Solution structure of XPC binding domain of hHR23B

Structural highlights

1pve is a 1 chain structure with sequence from Homo sapiens. Full experimental information is available from OCA. For a guided tour on the structure components use FirstGlance.
Method:	Solution NMR
Resources:	FirstGlance, OCA, PDBe, RCSB, PDBsum, ProSAT

Function

RD23B_HUMAN Multiubiquitin chain receptor involved in modulation of proteasomal degradation. Binds to polyubiquitin chains. Proposed to be capable to bind simultaneously to the 26S proteasome and to polyubiquitinated substrates and to deliver ubiquitinated proteins to the proteasome. May play a role in endoplasmic reticulum-associated degradation (ERAD) of misfolded glycoproteins by association with PNGase and delivering deglycosylated proteins to the proteasome.^[1] ^[2] ^[3] ^[4] ^[5] ^[6] ^[7] ^[8] ^[9] ^[10] ^[11] Involved in global genome nucleotide excision repair (GG-NER) by acting as component of the XPC complex. Cooperatively with CETN2 appears to stabilize XPC. May protect XPC from proteasomal degradation.^[12] ^[13] ^[14] ^[15] ^[16] ^[17] ^[18] ^[19] ^[20] ^[21] ^[22] The XPC complex is proposed to represent the first factor bound at the sites of DNA damage and together with other core recognition factors, XPA, RPA and the TFIIH complex, is part of the pre-incision (or initial recognition) complex. The XPC complex recognizes a wide spectrum of damaged DNA characterized by distortions of the DNA helix such as single-stranded loops, mismatched bubbles or single stranded overhangs. The orientation of XPC complex binding appears to be crucial for inducing a productive NER. XPC complex is proposed to recognize and to interact with unpaired bases on the undamaged DNA strand which is followed by recruitment of the TFIIH complex and subsequent scanning for lesions in the opposite strand in a 5'-to-3' direction by the NER machinery. Cyclobutane pyrimidine dimers (CPDs) which are formed upon UV-induced DNA damage esacpe detection by the XPC complex due to a low degree of structural perurbation. Instead they are detected by the UV-DDB complex which in turn recruits and cooperates with the XPC complex in the respective DNA repair. In vitro, the XPC:RAD23B dimer is sufficient to initiate NER; it preferentially binds to cisplatin and UV-damaged double-stranded DNA and also binds to a variety of chemically and structurally diverse DNA adducts. XPC:RAD23B contacts DNA both 5' and 3' of a cisplatin lesion with a preference for the 5' side. XPC:RAD23B induces a bend in DNA upon binding. XPC:RAD23B stimulates the activity of DNA glycosylases TDG and SMUG1.^[23] ^[24] ^[25] ^[26] ^[27] ^[28] ^[29] ^[30] ^[31] ^[32] ^[33]

Evolutionary Conservation

Check, as determined by ConSurfDB. You may read the explanation of the method and the full data available from ConSurf.

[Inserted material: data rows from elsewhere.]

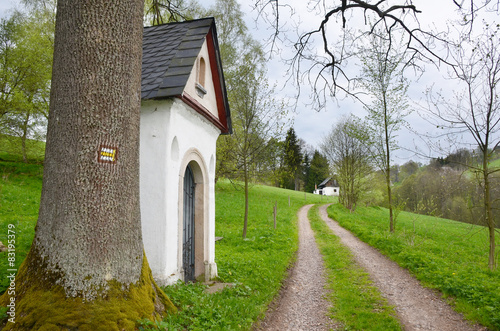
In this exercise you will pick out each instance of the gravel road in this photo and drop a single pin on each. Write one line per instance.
(301, 305)
(418, 308)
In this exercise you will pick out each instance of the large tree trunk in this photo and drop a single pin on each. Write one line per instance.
(86, 268)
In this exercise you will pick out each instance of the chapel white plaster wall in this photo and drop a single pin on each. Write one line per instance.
(164, 125)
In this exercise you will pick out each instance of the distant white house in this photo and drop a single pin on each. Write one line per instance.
(184, 109)
(328, 187)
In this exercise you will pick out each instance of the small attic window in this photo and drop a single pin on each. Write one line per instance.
(200, 84)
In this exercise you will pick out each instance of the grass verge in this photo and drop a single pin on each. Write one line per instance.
(446, 255)
(356, 303)
(256, 266)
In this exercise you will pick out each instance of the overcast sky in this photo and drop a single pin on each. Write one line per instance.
(312, 124)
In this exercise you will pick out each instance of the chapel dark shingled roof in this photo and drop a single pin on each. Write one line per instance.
(169, 53)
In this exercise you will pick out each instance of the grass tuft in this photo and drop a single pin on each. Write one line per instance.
(356, 303)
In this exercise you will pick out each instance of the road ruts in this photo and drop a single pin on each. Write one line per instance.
(302, 305)
(418, 308)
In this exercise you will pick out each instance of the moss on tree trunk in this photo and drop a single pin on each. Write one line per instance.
(86, 269)
(43, 305)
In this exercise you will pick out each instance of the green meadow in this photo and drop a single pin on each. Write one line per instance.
(443, 254)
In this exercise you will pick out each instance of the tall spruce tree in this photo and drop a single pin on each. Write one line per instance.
(293, 160)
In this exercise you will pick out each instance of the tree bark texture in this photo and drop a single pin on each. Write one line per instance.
(88, 242)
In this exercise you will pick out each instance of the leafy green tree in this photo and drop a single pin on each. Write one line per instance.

Publication Abstract from PubMed

Human cells contain two homologs of the yeast RAD23 protein, hHR23A and hHR23B, which participate in the DNA repair process. hHR23B houses a domain (residues 277-332, called XPCB) that binds specifically and directly to the xeroderma pigmentosum group C protein (XPC) to initiate nucleotide excision repair (NER). This domain shares sequence homology with a heat shock chaperonin-binding motif that is also found in the stress-inducible yeast phosphoprotein STI1. We determined the solution structure of a protein fragment containing amino acids 275-342 of hHR23B (termed XPCB-hHR23B) and compared it with the previously reported solution structures of the corresponding domain of hHR23A. The periodic positioning of proline residues in XPCB-hHR23B produced kinked alpha helices and assisted in the formation of a compact domain. Although the overall structure of the XPCB domain was similar in both XPCB-hHR23B and XPCB-hHR23A, the N-terminal part (residues 275-283) of XPCB-hHR23B was more flexible than the corresponding part of hHR23A. We tried to infer the characteristics of this flexibility through (15)N-relaxation studies. The hydrophobic surface of XPCB-hHR23B, which results from the diverse distribution of N-terminal region, might give rise to the functional pleiotropy observed in vivo for hHR23B, but not for hHR23A.

Solution structure and backbone dynamics of the XPC-binding domain of the human DNA repair protein hHR23B.,Kim B, Ryu KS, Kim HJ, Cho SJ, Choi BS FEBS J. 2005 May;272(10):2467-76. PMID:15885096^[34]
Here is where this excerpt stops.